Junto a los demás viajeros, entregamos nuestros pasaportes, pagamos US$ 150 cada uno (sumado a los US$ 500 que nos costó cambiar el vuelo para 2 días después por haberlo perdido), y después de esperar 4 horas nos fuimos. No sin antes de que el funcionario, con una MUY amable sonrisa cómplice nos dijese que al día siguiente a las 11am todos los pasaportes estarían listos y podríamos volar en calma.

Al día siguiente a las 11 am volvimos a la oficina, y vaya sorpresa al saber que nuestros pasaportes aún no estaban. Esto es Nepal y entre todos los viajeros nos obligamos a recordarnos que si nos gusta Nepal y este tipo de países es por como son las cosas, así que paciencia, y a volver a las 15 hs.

A las 15hs, volvimos a la oficina. Nuestro vuelo salía ese día a las 20hs, y el oficial nos había prometido que nuestros pasaportes estarían allí a la mañana.

Pero, eran las 15hs y no había noticias de nuestros pasaportes! Eso si, todo era informado desde la calma, y con la «seguridad» de que nuestros pasaportes, que habían viajado hacia otra oficina para ser sellados, llegarían «pronto».

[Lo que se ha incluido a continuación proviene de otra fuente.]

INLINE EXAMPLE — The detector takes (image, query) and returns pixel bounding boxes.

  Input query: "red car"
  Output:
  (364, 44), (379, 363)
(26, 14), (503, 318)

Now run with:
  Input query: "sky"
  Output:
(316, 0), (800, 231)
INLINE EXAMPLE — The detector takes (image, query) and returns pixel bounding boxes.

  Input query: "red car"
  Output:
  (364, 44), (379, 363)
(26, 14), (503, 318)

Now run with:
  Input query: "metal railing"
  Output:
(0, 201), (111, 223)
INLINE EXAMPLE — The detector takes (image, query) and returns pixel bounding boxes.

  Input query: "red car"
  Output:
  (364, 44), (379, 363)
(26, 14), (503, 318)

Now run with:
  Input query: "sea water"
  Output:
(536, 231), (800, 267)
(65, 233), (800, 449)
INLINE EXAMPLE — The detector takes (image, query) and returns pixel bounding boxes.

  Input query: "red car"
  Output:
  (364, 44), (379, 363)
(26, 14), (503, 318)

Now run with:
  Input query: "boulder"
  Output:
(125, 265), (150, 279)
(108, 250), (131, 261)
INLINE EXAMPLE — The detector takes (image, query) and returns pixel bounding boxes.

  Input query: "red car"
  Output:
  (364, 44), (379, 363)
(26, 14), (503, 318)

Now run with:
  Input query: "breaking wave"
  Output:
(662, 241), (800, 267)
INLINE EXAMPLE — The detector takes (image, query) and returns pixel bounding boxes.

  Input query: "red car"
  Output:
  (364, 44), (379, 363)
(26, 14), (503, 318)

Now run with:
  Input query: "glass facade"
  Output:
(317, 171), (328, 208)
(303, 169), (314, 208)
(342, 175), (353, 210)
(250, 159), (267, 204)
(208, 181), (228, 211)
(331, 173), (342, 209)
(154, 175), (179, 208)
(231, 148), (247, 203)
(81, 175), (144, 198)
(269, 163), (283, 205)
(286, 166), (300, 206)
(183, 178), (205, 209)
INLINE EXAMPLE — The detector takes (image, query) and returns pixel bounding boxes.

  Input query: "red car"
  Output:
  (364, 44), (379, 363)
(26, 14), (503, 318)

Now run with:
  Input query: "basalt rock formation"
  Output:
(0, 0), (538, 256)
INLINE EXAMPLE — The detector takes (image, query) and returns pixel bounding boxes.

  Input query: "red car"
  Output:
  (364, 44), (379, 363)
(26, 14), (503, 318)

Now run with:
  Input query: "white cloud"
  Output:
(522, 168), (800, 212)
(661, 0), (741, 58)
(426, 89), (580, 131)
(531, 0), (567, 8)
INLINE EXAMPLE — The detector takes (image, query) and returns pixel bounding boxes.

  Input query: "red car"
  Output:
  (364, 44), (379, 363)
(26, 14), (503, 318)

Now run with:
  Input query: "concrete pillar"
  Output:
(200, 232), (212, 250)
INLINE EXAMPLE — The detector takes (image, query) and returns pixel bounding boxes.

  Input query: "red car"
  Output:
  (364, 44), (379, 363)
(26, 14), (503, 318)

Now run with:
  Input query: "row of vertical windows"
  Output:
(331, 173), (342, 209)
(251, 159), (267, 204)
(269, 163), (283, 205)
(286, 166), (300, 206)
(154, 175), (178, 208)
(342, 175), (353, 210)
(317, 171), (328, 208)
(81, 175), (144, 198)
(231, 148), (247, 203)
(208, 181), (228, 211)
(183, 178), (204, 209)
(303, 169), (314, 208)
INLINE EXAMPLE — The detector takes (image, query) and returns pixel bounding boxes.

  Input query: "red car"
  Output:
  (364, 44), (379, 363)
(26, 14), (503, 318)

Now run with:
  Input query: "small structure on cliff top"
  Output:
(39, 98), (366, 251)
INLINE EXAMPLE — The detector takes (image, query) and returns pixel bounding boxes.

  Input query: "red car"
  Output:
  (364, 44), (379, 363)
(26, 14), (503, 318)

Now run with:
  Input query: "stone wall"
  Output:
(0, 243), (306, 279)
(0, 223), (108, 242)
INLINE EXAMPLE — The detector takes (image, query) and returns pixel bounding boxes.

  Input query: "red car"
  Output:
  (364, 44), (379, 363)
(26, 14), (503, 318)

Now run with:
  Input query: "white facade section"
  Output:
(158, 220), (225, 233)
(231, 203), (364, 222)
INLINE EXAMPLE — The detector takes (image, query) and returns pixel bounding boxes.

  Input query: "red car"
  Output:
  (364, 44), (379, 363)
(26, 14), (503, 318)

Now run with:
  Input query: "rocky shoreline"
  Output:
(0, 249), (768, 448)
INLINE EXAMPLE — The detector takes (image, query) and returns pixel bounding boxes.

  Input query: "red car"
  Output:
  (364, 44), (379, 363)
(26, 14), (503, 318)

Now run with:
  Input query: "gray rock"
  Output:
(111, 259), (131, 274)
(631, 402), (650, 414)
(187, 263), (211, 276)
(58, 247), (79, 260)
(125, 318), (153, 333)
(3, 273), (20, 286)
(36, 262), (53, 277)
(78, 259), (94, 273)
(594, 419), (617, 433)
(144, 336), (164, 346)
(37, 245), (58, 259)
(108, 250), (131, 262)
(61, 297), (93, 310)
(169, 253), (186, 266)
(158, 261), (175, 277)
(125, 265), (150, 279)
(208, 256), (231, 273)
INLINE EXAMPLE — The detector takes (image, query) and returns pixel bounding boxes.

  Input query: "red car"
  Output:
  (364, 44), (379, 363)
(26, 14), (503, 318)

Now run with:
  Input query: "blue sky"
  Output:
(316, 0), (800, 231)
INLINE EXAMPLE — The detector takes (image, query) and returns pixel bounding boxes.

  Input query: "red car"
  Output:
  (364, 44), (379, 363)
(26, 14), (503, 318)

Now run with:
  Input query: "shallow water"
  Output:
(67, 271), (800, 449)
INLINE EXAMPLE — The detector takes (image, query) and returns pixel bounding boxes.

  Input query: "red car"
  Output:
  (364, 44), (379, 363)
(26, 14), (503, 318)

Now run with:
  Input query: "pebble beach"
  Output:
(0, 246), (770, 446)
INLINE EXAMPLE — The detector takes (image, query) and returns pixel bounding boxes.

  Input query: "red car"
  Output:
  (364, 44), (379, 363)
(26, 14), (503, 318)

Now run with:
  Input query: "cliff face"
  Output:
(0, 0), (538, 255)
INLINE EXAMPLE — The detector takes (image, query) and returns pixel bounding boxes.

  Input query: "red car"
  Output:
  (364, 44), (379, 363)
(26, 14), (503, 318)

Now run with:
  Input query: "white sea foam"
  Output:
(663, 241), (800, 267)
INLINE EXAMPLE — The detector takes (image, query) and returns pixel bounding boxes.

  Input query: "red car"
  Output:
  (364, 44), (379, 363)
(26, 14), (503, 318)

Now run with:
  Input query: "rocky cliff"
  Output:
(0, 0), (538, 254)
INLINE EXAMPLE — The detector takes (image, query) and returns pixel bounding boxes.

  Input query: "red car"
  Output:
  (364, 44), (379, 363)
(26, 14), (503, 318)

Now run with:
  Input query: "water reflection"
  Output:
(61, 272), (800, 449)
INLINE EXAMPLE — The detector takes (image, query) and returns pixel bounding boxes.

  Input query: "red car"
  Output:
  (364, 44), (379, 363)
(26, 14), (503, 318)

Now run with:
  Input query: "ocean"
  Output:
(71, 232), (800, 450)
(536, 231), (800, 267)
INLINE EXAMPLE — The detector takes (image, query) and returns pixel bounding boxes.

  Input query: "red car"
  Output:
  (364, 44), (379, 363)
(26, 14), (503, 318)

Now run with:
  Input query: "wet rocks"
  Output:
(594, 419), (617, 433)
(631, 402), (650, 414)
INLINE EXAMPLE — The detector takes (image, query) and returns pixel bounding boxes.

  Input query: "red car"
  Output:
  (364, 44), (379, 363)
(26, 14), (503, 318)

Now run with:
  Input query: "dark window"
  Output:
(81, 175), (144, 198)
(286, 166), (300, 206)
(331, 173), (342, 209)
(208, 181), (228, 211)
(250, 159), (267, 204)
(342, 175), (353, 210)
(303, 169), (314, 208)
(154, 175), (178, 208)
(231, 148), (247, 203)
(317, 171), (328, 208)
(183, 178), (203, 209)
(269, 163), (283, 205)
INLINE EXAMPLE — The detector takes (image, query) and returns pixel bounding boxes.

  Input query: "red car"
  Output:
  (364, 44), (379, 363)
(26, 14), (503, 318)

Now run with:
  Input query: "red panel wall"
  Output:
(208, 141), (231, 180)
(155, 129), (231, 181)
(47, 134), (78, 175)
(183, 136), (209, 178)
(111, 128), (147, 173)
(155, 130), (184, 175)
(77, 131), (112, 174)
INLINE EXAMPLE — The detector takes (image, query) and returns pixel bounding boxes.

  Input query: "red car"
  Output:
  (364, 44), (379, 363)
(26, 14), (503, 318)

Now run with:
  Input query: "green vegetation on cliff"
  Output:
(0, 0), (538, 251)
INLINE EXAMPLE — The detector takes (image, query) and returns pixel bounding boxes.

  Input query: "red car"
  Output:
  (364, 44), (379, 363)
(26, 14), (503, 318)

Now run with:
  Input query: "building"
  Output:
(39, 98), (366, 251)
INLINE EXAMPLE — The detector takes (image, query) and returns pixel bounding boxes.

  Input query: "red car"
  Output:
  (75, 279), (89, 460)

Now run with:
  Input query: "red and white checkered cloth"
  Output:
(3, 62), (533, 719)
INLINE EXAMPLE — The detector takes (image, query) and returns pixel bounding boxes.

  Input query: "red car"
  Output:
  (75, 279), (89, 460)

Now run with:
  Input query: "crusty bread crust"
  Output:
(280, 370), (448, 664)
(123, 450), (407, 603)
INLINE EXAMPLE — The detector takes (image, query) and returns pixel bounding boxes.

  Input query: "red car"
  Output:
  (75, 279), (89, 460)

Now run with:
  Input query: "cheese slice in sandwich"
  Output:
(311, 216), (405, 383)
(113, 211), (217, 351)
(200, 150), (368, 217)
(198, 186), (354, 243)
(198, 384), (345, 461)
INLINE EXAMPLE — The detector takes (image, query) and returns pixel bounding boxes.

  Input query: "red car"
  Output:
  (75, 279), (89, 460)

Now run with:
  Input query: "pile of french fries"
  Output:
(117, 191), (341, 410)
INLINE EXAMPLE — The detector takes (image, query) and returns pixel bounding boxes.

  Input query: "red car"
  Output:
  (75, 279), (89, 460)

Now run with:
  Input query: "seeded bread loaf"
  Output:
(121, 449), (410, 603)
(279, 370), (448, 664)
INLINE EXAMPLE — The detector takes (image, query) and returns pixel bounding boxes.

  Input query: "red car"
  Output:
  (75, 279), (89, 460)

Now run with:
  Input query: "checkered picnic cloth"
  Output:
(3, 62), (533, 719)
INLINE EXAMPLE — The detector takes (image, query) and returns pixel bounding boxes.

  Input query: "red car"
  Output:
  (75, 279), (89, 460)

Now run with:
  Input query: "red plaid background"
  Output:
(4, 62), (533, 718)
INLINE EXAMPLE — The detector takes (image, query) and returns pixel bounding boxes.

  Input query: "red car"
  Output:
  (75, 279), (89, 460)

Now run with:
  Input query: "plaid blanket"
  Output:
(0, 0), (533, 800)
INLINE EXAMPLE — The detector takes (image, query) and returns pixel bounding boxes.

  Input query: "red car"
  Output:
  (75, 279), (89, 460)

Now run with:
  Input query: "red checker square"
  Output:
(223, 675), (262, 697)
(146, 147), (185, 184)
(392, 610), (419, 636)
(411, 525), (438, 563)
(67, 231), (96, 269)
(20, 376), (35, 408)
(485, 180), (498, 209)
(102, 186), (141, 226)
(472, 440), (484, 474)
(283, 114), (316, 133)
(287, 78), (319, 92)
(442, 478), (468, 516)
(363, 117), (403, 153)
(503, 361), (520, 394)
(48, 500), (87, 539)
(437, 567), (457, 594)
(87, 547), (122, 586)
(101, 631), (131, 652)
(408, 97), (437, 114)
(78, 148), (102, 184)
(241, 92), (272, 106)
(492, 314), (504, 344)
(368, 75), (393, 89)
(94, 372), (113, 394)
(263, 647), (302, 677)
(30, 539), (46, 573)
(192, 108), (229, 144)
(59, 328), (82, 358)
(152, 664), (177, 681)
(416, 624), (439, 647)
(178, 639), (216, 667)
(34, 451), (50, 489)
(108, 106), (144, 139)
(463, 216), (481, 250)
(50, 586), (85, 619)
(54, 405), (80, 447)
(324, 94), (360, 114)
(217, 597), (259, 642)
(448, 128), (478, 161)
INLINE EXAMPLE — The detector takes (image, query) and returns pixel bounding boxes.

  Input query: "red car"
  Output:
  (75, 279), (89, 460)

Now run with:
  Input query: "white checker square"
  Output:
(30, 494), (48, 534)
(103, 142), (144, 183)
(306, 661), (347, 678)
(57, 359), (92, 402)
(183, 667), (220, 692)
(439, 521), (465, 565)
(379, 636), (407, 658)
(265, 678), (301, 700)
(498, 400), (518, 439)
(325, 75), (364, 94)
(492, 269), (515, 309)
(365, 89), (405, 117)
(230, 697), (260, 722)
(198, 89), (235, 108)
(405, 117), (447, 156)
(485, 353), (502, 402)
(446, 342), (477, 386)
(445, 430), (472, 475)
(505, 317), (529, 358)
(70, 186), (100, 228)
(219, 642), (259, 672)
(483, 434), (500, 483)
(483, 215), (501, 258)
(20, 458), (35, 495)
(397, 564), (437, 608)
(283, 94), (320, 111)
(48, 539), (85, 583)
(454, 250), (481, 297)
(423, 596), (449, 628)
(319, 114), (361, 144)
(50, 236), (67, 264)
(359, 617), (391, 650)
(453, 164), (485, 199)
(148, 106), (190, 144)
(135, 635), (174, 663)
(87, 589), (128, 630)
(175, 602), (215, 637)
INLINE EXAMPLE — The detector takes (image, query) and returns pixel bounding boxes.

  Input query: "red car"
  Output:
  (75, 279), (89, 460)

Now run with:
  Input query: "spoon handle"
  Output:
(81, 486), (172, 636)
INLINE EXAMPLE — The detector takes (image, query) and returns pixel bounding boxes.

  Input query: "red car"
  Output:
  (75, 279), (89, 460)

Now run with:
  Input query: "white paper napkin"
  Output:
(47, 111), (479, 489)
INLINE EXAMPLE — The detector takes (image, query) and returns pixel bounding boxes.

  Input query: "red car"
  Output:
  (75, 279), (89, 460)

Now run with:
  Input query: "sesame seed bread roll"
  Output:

Practicamos la calma, y entrenamos la paciencia.

A las 17.30hs, solamente 2.30hs previo a que el vuelo se vaya, los pasaportes llegaron, y así como nos los dieron, salimos volando en taxi al aeropuerto, mientras el nuevo jefe de inmigraciones del Nepal nos saludaba por la ventana y nos pedíamos que le mandemos fotos de los animales de Kenya!.

Paciencia, aceptación y tolerancia: las tres grandes enseñanzas que nos deja este año y medio en Nepal.

Lo que se viene:

Bueno, este tardío post ya lo escribimos desde Diani, una playa paradisíaca en Kenya. Un lugar, y un país que nos encantan. En unas semanas viene un grupo de viaje, y tendremos 15 días recorriendo Kenya y Tanzania.

Libros del mes:

Pame:

  • Las cuatro fases de la luna roja. Miranda Grey. Un libro para «ellas», para conocer la relación de la mujer con la luna, y para conocer mejor sus ciclos.

Martín:

  • Libre y salvaje de Ignacio Dean:
    Un libro espectacular. Ignacio Dean dio la vuelta al mundo caminando, si: CAMINANDO, y en este libro lo cuenta todo. Deja reflexiones muy bellas y que dan mucho espacio para analizar lo que va viviendo y como cambia su visión del mundo. Un gran libro!
  • Viajar ligero: la vida con equipaje de mano. De Gabriel Romagnoli.
    Este no es un libro de viajes en sí, pero igual está relacionado. El autor somete a una experiencia bastante particular (muy rara para mi gusto), pero que lo lleva a reflexionar sobre muchos temas. Tiene reflexiones buenísimas sobre como vivimos la vida, de todo lo que nos sobrecargamos: recuerdos, cosas, relaciones, emociones, y como todo ese peso condiciona la forma en que vivimos. Personalmente el libro no me encantó, **pero,**me encantaron las reflexiones que hace. Sin dudas que lo recomiendo.